Бледный, с влажным лбом, читал Морган эти строки, очевидно, написанные в разное время, под впечатлением минуты, и строки эти ясно обрисовывали состояние души этого человека, все видевшего, все испробовавшего и все испытавшего. Необыкновенный случай, казалось, гарантировал его от всех человеческих бедствий, а он, подавленный пресыщением, жаждал одного только разрушения…
– Неужели и для меня настанет когда-нибудь такой же час?
– с тоской спросил себя доктор. – Нет! Это невозможно. Жизнь – это самый драгоценный дар, и старец, наставлявший меня в галерее предков, был прав, говоря, что даже вечность не покажется слишком длинной тому, кто сумеет наполнить ее трудом и делами милосердия. Я не стану философствовать над несчастиями человечества, а буду стараться помочь ему, – закончил он свой монолог.
Поглощенный своими мыслями, Ральф даже не заметил, как за ним открылась дверь, и в кабинет вошел высокий человек, закутанный в черный плащ, с маской на лице. Только когда незнакомец положил ему руку на плечо, он вскочил и с удивлением посмотрел на странного посетителя.
– Не бойтесь, преемник Нарайяны Супрамати! – сказал незнакомец глубоким голосом. – Вы должны следовать за мной, и ваше отсутствие продлится всего несколько дней, но оно необходимо.
– Я готов следовать за вами! Я знаю, что вступил в магический круг, обвивший меня подобно змее и возложивший на меня обязанности, от которых я не могу уклоняться, – спокойно ответил Морган. – Впрочем, мне нечего бояться смерти и я могу без всякой опасности следовать за вами, – прибавил он с легкой улыбкой.

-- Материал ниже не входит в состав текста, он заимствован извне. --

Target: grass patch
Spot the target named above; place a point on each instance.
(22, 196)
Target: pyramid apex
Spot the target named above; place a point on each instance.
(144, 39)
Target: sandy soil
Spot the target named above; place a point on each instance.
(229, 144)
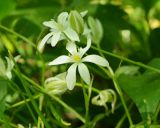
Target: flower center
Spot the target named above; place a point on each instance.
(76, 58)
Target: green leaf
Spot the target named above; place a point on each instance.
(76, 21)
(6, 6)
(96, 29)
(127, 70)
(144, 89)
(3, 93)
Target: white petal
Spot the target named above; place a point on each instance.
(84, 13)
(55, 38)
(84, 73)
(60, 60)
(71, 34)
(43, 41)
(51, 24)
(2, 67)
(82, 51)
(96, 60)
(10, 64)
(71, 47)
(71, 76)
(62, 18)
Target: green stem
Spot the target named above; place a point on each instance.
(40, 122)
(11, 124)
(24, 101)
(55, 98)
(86, 104)
(121, 96)
(68, 108)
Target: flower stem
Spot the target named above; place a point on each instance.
(119, 91)
(86, 103)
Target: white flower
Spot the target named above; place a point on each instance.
(56, 85)
(58, 30)
(77, 59)
(5, 71)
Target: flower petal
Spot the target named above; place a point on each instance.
(71, 47)
(84, 73)
(62, 18)
(96, 60)
(82, 51)
(71, 34)
(60, 60)
(43, 41)
(55, 38)
(71, 76)
(51, 24)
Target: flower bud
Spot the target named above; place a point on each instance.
(105, 96)
(76, 21)
(56, 85)
(96, 29)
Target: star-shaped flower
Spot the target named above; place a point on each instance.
(5, 71)
(58, 30)
(76, 57)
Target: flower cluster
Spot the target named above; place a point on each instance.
(71, 27)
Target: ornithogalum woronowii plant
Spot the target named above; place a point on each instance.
(78, 32)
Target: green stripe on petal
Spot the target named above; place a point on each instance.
(60, 60)
(62, 18)
(71, 76)
(51, 24)
(84, 73)
(43, 41)
(71, 47)
(55, 38)
(71, 34)
(96, 60)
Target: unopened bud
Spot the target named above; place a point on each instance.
(105, 96)
(76, 21)
(56, 85)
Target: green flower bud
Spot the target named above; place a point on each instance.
(105, 96)
(5, 68)
(96, 29)
(76, 21)
(56, 85)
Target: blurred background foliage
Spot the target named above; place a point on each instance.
(131, 29)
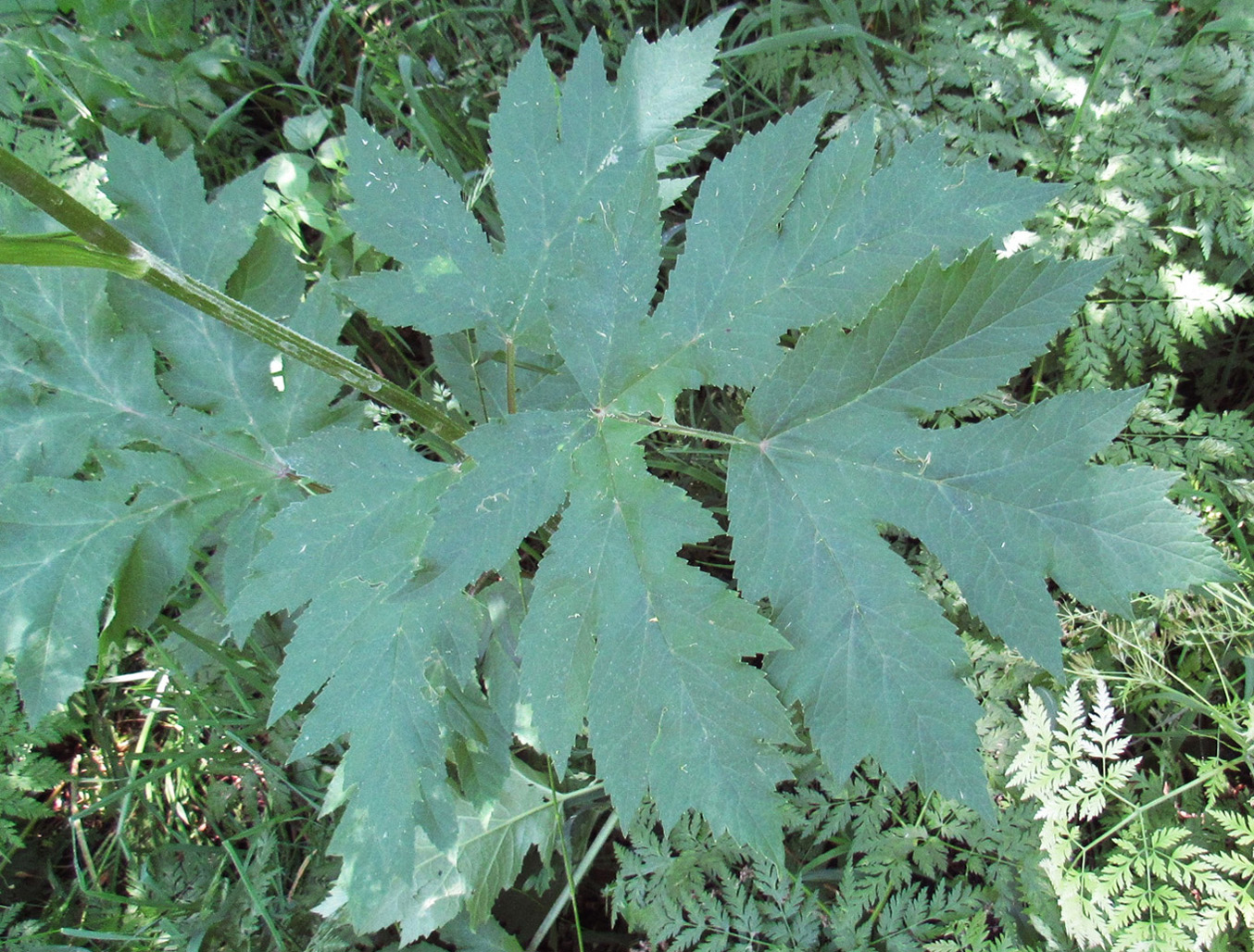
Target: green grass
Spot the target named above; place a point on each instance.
(160, 811)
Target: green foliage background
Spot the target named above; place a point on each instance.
(184, 824)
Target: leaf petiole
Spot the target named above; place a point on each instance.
(105, 246)
(681, 431)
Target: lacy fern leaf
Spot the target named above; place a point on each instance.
(552, 338)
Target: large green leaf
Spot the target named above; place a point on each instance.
(836, 453)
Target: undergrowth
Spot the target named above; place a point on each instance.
(162, 803)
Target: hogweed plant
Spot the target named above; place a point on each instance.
(137, 427)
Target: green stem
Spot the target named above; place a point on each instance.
(119, 254)
(1093, 81)
(680, 431)
(510, 379)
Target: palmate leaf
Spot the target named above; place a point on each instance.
(1005, 505)
(108, 483)
(620, 633)
(555, 344)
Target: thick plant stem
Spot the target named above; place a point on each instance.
(122, 255)
(608, 831)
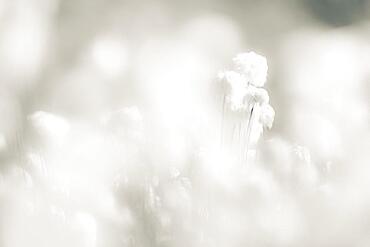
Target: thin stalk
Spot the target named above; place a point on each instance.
(223, 120)
(249, 129)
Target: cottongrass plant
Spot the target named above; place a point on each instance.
(246, 111)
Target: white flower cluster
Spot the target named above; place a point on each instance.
(244, 86)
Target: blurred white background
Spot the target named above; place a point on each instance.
(110, 124)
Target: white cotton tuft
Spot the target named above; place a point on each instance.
(253, 66)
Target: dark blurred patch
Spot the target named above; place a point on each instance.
(338, 12)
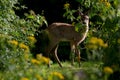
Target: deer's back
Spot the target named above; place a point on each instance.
(64, 31)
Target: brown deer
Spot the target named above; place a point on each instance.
(66, 32)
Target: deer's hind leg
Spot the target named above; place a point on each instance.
(77, 52)
(56, 57)
(72, 53)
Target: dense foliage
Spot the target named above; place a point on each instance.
(102, 44)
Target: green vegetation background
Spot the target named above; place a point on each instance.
(102, 44)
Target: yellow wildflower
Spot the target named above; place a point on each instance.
(26, 56)
(38, 77)
(100, 42)
(92, 46)
(43, 59)
(67, 5)
(59, 75)
(32, 38)
(14, 42)
(107, 4)
(24, 78)
(23, 46)
(118, 41)
(35, 61)
(93, 40)
(108, 70)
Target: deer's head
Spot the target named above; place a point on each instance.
(84, 18)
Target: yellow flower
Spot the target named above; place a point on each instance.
(14, 42)
(93, 40)
(24, 78)
(92, 46)
(67, 5)
(118, 41)
(107, 4)
(43, 59)
(59, 75)
(38, 77)
(23, 46)
(35, 61)
(108, 70)
(32, 38)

– Хорошо! Сделайте необходимые распоряжения и приходите ко мне: я буду ждать вас в гондоле у большой лестницы. Не забудьте надеть кольцо, которое вы нашли в портфеле.
Как только он ушел, Ральф позвонил. Явившемуся на звонок слуге он приказал уложить в маленький чемодан самые необходимые вещи и велел позвать Джузеппе, объявив, что уезжает на две недели. Затем, надев на палец древнее кольцо и сунув в карман туго набитый бумажник, он вышел из комнаты.
Спустилась уже ночь. Несмотря на свет, освещавший подъезд, качавшаяся на воде гондола тонула во мраке.
На корме стоял гребец, а в каюте с полуопущенными занавесями сидел незнакомец. Морган поставил на скамейку чемодан и сел рядом с незнакомцем. Гондола немедленно же двинулась в путь и быстро скользнула по темным водам канала.
Человек в маске молчал. Морган со своей стороны предположил, что и ему следует делать то же. Он прислонился к подушкам и задумался. Мало-помалу им стала овладевать тяжелая сонливость, и он закрыл глаза.
Он сам не мог сказать, сколько времени провел он в таком забытьи. Его привел в себя голос замаскированного человека. Ральф быстро выпрямился и был неприятно удивлен. Несмотря на глубокую тьму безлунной ночи, он увидел, что они находятся в открытом море и что гондола пристала к кораблю: высокие мачты и распущенные паруса смутно вырисовывались во мраке.
– Входите! – сказал незнакомец. Морган взошел на палубу, и тягостное чувство охватывало его все больше и больше.
Парусное судно, на котором он очутился, было очень древнего типа. На корабле не видно было ни матросов, ни пассажиров, и только один дымящийся факел освещал красноватым светом вход в каюты.
Повинуясь молчаливому указанию своего проводника, Ральф спустился за ним по лестнице и оба очутились в богато, но странно меблированной каюте. Здесь были собраны самые разнообразные и разнородные предметы. Посредине каюты стоял стол, в изобилии уставленный вином и холодною дичью. Восковые свечи в маленьком золотом канделябре освещали дорогую посуду, которая, казалось, тоже была собрана случайно, как и все остальное.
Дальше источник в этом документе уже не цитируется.